A study published by Oxford University Press titled Presenteeism during the COVID-19 pandemic: Risks and solutions notes, “Although reducing the cost of sickness absence may seem a priority, there is growing evidence that sickness presenteeism (continuing to work when unwell) is far more costly than absenteeism.

“To some extent, sickness presenteeism can be beneficial, as work provides structure, builds self-esteem, and offers opportunities for social engagement and support,” the study by Gail Kinman and Christine Grant continues. “Presenteeism can also be therapeutic, as a managed approach can help employees return to work gradually following sickness absence. Nonetheless, there is extensive evidence that working while unwell can delay rather than expedite recovery and increase the risk of future health problems and sickness absence. Studies have also found that presenteeism can impair productivity and result in errors, accidents, and injuries to the employee, their co-workers, and the public.
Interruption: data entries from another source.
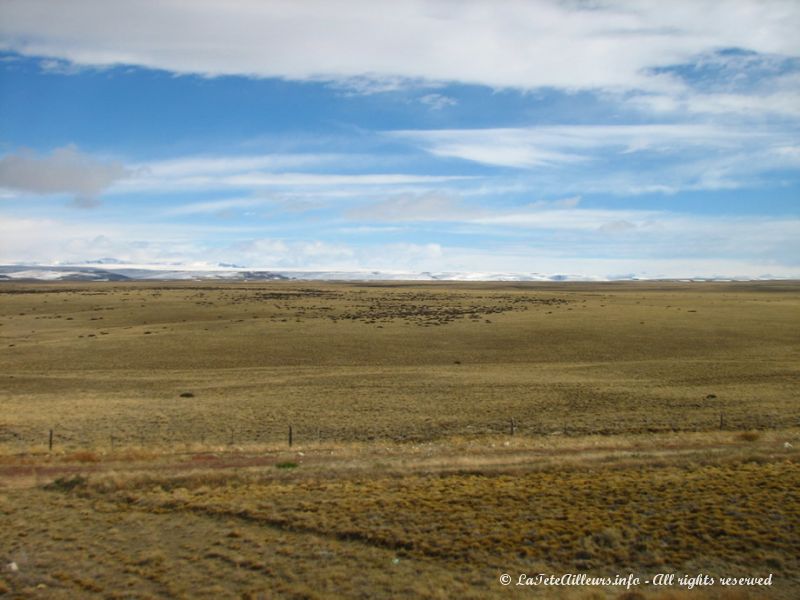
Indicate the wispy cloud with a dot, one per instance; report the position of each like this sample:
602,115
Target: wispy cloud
542,43
624,159
64,171
261,172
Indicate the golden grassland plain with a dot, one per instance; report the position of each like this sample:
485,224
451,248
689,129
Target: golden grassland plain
443,434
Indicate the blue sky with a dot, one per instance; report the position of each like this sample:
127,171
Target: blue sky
602,138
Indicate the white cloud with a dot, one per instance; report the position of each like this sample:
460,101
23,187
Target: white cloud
622,159
526,44
530,147
437,101
571,240
65,171
430,206
259,172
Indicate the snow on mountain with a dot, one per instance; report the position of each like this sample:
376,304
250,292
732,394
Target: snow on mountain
109,269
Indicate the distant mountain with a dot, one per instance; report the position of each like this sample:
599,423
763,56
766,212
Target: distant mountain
114,270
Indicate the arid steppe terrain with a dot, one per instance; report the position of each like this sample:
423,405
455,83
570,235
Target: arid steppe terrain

Moreover, the findings that people frequently continue to work while experiencing infectious diseases raise particularly serious concerns for public health during the current pandemic.

“Organizations and employees should work together to establish cultural norms that encourage people to take enough time off sick to recover,” the study concludes. “It is possible that sickness presenteeism may become less acceptable, both socially and by organizations, due to fears of COVID-19 transmission and the need to take preemptive action for the collective good. Investing in training for supervisors and managers to help them support their staff and identify and address the early signs of stress will also be useful. Managers may also benefit from training in coaching techniques to facilitate critical well-being conversations with staff, whether working from home or externally.”